そこから厚生労働省の体質や世界的基準との乖離をよく知っていた。
だから誰よりもクルーズ号での感染対策に不安を感じたのではないかと思える。

この本で岩田氏が解説しているのは、「リスク・コミュニケーション」。
感染症が生むパニックのなかでなによりコミュニケーション技術が大事だと言う。
岩田氏によればリスク・コミュニケーションは二分類で考えるのがわかりやすい。
クライシス・コミュニケーションとコンセンサス・コミュニケーション。
クライシス・コミュニケーションとは、目下に迫った火急の危機におけるコミュニケーション。より「説得」口調で「今すぐこうしましょう」と強い口調で行う。可能なツールをすべて用いて、ストレートにわかりやすく伝えるのがキモ。
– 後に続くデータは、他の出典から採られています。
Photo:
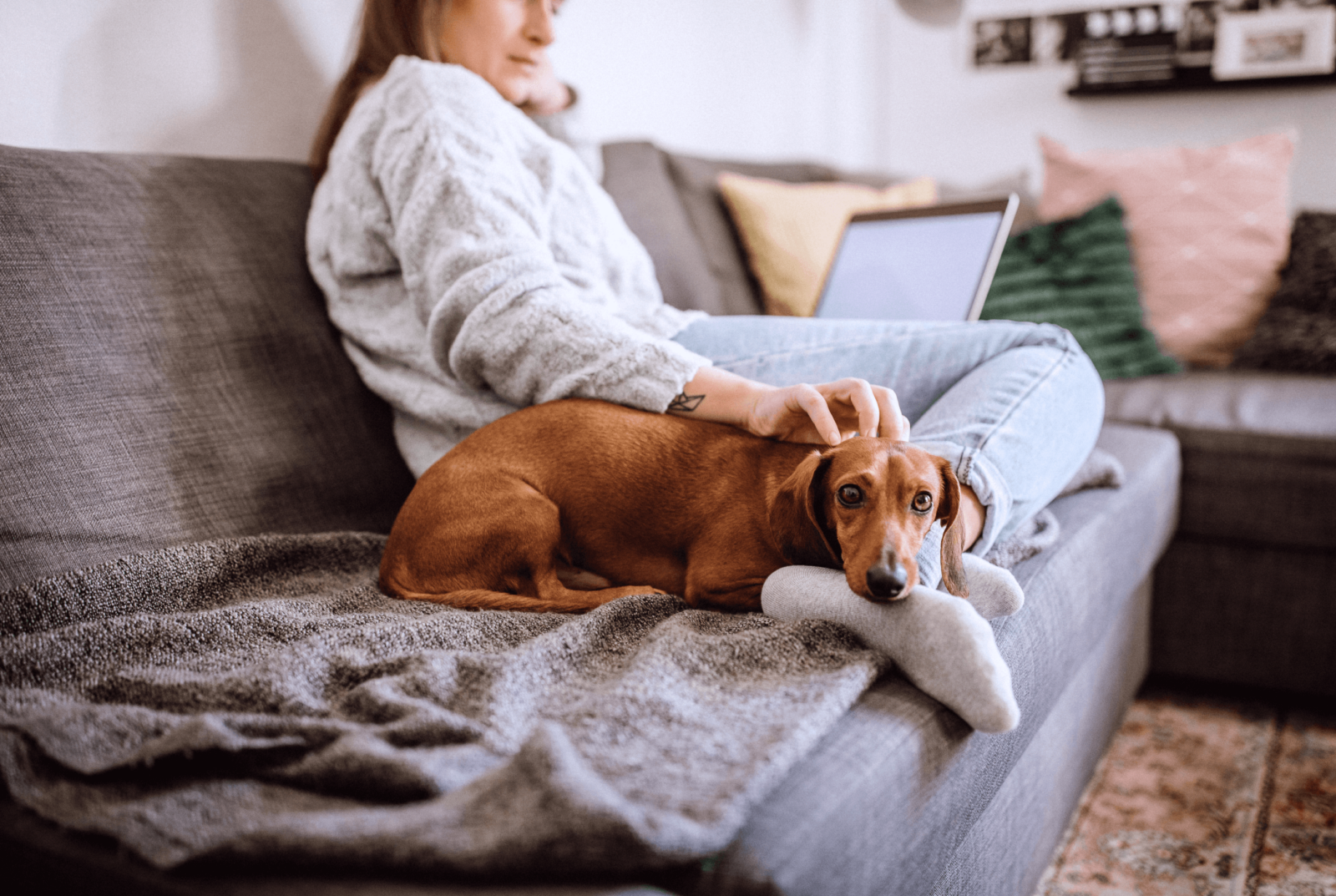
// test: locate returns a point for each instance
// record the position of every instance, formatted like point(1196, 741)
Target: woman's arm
point(823, 413)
コンセンサス・コミュニケーションとは、聞き手との双方向性の対話を通じて行われ、合意形成のために行われる。関係者すべての参加が望ましい。ステークホルダーが違う価値観を持っているときに、バラバラな目標をひとつにまとめるときに効果的なものだ。新型インフルエンザで「不要不急の外出制限」「経済活動の縮小」というリスクを生んだが、健康リスクと経済リスクがバッティングした。今の新型コロナとちょうど同じ状況だ。
コンセンサスのためには、相手の思い、価値観、感情を見極めて、不信感を取り除き、わかる言葉、伝わる気持ちを大事にしないといけない。
この二つのコミュニケーション技術を時と場所、テーマなどに合わせて使い分けることがポイントだと言う。
今日読んで、明日役立つ本だと思う。